One square meter of Ukrainian labradorite leaves the country for ten dollars. The same square meter, once cut and polished, sells on the world market for $150 to $200. When turned into finished architectural elements, it fetches $950 or more. On the US market, slabs of Ukrainian Volga Blue trade at roughly $89 per square foot, or around $960 per square meter. The gap between the quarry gate price and the finished product is close to a hundredfold. For decades, that difference accrued to processors in other countries.
To put the number in everyday terms: ten dollars, which is Ukraine's return on a square meter of stone that is over a billion years old, is roughly the price of a kilogram of early-season strawberries. On 9 June, the Ukrainian Parliament, Verkhovna Rada, passed the law intended to change that model.
What the law does
The law introduces an export duty of €0.30 per kilogram on stone falling under commodity group 2516 of Ukraine's customs classification, covering granite, gabbro, labradorite, basalt, and related rock. The duty applies to unprocessed blocks only. Cut slabs, polished stone, and finished products fall under different codes and are not affected.
The logic is straightforward: exporting raw blocks becomes unprofitable, while shifting to processed output does not.
Where the ten-dollar figure comes from
According to customs data, Ukraine's average export price for decorative stone has hovered around $0.16 per kilogram. Given the density of the rock, one square meter of block weighs roughly 2,600 kg and yields about 35 square meters of slab. That works out to approximately 450 hryvnias (around ten dollars) per square meter of finished slab in raw-material terms.
Up to 80% of this material was shipped to China. Chinese plants bought the blocks, cut and polished them, and sold the slabs for $150 to $200 per square meter. Finished facade panels, staircases, and architectural elements commanded several times more. The entire spread between the ten dollars that stayed in Ukraine and the $960 paid by the end customer was captured abroad.
What the industry association says
The National Association of Extractive Industries of Ukraine (NADPU) has pushed for years for stronger domestic processing and supports the new law. The association also points to royalty revenues: seven key companies in the sector paid a combined total of around six million hryvnias in royalties over 2024 and 2025, because royalties are calculated on declared export value rather than real market price.

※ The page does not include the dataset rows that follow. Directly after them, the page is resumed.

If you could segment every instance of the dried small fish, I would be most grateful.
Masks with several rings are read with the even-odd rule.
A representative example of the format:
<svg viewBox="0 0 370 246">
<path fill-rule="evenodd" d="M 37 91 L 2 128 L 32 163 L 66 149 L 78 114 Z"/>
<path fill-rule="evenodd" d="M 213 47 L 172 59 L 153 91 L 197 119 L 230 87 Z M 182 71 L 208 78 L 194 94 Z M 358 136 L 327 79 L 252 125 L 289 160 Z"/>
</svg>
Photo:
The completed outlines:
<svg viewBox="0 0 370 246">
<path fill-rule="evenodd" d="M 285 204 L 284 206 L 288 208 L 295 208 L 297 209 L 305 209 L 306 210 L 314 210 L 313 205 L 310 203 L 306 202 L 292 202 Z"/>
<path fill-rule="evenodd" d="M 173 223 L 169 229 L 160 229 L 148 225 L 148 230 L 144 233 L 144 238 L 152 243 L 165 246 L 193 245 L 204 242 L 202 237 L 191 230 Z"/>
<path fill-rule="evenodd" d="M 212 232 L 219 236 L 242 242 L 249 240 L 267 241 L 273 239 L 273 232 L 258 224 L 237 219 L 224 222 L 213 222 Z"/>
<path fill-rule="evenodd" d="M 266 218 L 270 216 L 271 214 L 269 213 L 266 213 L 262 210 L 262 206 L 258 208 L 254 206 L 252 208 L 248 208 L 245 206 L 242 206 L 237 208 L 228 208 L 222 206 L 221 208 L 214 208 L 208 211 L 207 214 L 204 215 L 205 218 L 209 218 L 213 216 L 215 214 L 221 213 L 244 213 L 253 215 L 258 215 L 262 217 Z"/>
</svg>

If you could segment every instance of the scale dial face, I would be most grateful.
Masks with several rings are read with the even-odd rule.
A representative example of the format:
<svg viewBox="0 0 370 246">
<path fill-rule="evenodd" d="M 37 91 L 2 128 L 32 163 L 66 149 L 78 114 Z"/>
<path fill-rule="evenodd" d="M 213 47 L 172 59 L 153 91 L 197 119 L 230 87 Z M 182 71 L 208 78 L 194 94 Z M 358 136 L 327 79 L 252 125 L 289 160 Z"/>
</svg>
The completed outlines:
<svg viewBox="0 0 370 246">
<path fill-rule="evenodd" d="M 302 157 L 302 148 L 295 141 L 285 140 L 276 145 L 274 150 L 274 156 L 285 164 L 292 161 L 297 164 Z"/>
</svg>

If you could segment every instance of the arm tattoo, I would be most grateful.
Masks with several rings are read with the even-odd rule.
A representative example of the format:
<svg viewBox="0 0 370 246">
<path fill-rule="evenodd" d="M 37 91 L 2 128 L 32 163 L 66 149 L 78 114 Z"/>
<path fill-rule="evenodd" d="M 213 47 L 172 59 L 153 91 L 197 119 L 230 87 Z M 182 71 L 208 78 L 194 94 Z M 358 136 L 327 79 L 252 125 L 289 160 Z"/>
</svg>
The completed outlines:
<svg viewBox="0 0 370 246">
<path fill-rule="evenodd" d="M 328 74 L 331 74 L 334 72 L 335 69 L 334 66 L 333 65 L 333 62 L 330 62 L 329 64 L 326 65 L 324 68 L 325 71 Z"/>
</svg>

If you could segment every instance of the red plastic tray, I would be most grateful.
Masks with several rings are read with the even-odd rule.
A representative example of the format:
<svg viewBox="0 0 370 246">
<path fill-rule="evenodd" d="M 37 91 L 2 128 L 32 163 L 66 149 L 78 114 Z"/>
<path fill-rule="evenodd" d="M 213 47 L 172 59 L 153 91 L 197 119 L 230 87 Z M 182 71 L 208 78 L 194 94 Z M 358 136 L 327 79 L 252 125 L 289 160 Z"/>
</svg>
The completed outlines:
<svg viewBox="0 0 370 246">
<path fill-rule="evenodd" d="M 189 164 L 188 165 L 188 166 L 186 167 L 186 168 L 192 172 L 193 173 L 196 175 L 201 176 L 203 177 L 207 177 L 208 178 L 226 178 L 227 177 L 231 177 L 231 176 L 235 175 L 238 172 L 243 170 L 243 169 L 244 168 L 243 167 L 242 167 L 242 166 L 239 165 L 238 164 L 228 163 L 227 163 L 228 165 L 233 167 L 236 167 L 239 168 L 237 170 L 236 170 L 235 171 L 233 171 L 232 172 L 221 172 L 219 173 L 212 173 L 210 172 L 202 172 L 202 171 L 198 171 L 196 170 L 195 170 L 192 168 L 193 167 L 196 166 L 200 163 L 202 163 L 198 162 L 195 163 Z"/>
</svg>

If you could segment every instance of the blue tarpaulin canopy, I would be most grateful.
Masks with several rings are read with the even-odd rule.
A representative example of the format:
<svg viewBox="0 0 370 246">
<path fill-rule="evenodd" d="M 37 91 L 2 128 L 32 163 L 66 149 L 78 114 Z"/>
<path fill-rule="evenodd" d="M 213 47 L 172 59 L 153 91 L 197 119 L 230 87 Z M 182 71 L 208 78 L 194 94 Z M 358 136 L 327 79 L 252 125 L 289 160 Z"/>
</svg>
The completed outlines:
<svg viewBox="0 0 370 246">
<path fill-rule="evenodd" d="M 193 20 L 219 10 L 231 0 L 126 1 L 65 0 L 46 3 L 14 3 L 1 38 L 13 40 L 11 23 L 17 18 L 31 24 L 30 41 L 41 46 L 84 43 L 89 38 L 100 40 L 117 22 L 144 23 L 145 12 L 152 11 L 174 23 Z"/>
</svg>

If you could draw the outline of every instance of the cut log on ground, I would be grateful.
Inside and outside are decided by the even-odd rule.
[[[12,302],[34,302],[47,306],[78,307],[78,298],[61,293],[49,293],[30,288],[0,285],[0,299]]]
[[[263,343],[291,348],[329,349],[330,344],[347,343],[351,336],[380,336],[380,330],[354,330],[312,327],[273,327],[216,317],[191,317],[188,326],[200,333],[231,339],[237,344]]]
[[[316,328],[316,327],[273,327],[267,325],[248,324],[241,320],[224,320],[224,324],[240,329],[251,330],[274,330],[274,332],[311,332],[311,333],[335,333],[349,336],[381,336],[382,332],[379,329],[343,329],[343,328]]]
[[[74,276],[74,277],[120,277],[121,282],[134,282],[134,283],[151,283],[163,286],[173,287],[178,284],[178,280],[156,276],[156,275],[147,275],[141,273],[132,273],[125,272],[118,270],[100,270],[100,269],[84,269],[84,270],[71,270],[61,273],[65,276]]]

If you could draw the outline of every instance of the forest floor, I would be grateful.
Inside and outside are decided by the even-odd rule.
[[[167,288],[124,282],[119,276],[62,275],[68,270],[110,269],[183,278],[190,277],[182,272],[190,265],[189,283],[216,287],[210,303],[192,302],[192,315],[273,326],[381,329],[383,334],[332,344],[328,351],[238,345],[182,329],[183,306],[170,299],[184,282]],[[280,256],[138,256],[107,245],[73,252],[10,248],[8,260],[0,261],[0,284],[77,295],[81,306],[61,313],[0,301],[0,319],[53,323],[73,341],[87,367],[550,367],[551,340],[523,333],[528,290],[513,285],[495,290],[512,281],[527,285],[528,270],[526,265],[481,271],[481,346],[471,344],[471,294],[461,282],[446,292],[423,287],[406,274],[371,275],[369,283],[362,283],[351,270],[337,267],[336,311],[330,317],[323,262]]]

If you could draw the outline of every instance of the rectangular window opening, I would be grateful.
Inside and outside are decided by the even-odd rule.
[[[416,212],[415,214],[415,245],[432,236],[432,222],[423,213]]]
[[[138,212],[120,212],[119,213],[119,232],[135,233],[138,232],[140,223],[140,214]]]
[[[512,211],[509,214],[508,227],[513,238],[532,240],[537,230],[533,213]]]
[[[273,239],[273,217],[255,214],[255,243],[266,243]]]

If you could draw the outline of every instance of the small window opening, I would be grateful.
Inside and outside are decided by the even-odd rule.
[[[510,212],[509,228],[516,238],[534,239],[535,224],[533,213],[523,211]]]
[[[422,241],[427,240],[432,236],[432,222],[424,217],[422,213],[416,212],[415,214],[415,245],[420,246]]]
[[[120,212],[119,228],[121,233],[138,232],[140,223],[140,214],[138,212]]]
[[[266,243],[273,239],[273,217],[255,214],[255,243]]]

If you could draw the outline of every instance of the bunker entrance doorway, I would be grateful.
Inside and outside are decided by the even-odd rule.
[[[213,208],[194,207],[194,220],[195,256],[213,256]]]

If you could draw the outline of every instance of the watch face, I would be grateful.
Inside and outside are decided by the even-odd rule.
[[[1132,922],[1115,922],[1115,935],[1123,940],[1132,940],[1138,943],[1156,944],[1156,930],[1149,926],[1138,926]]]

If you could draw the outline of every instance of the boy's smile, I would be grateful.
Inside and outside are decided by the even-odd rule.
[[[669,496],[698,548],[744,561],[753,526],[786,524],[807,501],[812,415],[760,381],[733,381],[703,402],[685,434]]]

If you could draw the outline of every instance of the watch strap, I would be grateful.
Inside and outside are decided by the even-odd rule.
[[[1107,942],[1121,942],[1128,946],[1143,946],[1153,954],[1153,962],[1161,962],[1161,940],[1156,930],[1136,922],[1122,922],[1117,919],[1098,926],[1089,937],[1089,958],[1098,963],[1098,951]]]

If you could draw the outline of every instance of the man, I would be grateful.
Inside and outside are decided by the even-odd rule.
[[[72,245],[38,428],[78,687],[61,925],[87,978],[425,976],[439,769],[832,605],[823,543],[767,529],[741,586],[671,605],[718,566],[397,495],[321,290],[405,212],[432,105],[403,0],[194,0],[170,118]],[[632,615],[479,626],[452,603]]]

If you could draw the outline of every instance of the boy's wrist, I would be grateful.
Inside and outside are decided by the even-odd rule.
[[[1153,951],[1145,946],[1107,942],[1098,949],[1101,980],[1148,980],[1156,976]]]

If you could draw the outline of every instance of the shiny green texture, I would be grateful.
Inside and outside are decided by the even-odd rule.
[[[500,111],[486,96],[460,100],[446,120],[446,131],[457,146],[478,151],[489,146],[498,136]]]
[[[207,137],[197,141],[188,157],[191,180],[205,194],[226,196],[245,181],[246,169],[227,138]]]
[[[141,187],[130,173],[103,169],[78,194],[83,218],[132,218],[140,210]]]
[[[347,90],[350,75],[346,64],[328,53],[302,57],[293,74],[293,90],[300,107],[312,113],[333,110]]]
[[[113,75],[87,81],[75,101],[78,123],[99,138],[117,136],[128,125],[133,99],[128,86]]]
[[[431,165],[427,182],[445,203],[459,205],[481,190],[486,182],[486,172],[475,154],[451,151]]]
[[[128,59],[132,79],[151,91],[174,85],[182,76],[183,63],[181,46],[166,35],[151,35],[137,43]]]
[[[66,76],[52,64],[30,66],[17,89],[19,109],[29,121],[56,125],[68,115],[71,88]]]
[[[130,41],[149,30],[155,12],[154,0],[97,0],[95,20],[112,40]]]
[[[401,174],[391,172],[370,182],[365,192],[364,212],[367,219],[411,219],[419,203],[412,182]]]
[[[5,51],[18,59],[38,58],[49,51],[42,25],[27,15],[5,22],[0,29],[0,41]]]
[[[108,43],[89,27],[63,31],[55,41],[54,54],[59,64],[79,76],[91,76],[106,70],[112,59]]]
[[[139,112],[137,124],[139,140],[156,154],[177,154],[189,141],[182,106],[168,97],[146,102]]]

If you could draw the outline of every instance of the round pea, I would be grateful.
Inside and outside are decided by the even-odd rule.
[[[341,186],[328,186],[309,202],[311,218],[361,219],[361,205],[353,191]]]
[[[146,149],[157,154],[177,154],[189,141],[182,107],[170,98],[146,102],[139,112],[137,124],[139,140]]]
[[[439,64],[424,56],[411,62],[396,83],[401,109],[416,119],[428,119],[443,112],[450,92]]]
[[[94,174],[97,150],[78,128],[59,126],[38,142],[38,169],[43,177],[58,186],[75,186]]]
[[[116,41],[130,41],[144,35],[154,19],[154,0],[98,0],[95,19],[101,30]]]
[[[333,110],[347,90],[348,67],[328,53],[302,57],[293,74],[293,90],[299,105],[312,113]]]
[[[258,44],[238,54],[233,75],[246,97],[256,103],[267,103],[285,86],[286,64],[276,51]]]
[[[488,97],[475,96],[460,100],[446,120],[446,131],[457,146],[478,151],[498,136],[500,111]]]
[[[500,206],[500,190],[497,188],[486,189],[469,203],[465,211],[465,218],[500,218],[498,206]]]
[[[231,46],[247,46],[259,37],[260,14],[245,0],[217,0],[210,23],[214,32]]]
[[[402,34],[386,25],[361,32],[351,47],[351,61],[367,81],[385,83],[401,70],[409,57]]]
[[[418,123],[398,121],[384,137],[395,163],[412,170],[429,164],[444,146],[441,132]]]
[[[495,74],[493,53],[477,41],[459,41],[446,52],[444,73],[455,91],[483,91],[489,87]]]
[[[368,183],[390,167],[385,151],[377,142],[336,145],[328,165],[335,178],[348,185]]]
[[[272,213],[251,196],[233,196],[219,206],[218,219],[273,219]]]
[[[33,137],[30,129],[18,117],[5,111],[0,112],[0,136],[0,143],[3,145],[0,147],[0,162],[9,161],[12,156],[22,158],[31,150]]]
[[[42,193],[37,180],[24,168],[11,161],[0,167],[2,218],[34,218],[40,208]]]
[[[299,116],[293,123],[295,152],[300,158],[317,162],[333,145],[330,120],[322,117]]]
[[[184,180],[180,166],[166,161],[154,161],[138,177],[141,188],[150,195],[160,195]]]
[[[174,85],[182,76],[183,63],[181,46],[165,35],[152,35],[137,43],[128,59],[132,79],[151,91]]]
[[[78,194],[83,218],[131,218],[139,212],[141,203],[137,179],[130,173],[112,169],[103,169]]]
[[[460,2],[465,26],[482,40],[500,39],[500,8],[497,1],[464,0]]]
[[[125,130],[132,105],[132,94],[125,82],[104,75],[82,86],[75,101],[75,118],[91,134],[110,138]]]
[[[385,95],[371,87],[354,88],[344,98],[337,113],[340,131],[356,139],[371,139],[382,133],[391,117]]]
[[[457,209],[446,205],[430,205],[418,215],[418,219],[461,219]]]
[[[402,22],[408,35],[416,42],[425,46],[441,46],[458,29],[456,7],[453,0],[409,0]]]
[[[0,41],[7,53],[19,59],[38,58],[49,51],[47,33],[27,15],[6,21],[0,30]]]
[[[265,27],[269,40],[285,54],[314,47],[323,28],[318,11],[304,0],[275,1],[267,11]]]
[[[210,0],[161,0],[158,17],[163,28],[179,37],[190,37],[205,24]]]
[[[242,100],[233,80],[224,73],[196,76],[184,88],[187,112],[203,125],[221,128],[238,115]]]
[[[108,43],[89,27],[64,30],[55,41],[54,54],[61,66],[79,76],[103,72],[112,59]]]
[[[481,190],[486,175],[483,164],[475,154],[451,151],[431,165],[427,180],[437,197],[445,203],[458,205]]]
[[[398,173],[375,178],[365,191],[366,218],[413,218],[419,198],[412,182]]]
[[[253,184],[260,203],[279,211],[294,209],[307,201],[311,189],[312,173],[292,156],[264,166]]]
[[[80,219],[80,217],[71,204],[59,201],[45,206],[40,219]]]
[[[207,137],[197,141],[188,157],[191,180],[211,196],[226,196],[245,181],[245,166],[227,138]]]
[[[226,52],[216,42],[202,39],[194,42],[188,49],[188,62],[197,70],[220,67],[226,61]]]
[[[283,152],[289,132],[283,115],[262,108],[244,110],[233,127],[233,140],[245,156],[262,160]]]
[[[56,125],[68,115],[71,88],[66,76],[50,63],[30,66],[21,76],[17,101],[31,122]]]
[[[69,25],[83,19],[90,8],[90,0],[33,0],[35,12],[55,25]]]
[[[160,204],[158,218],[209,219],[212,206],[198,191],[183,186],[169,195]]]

A scientific opinion from Ukraine's State Gemological Center notes that Ukrainian labradorites of the Holovinskyi type combine mineralogical and decorative characteristics rarely found in foreign equivalents. NADPU argues that treating such a resource as an ordinary bulk commodity is a losing proposition for the state.
Critics of the duty
Some exporters and business associations have opposed the measure. Their calculations suggest the total duty burden is roughly twice the sector's entire declared export revenue, making shipments unviable. Critics also cite Article 31 of the EU Association Agreement, which restricts the use of export duties.
NADPU counters that the duty exceeds declared revenue precisely because that revenue has been understated at $0.16 per kilogram. Companies that declare stone at real market prices, or that switch to exporting processed goods, will not feel the impact. The duty is prohibitive only for those who ship maximum volumes of raw stone at minimum declared prices, and that, the association says, is the model the law is designed to end.
Background
Other resource-rich countries have faced the same choice. In 2022, Zimbabwe effectively banned exports of unprocessed granite after establishing that it was selling the stone at around $117 per tonne while losing an estimated $15 million a year in potential revenue.
Türkiye built one of the world's leading stone-processing industries on exports of finished products: processed marble generates roughly one billion dollars in export revenue in nine months alone, compared with a price roughly three times lower for raw stone.
Ukraine holds an estimated 5% of global decorative stone reserves, with proven anorthosite deposits alone exceeding 15 billion cubic meters.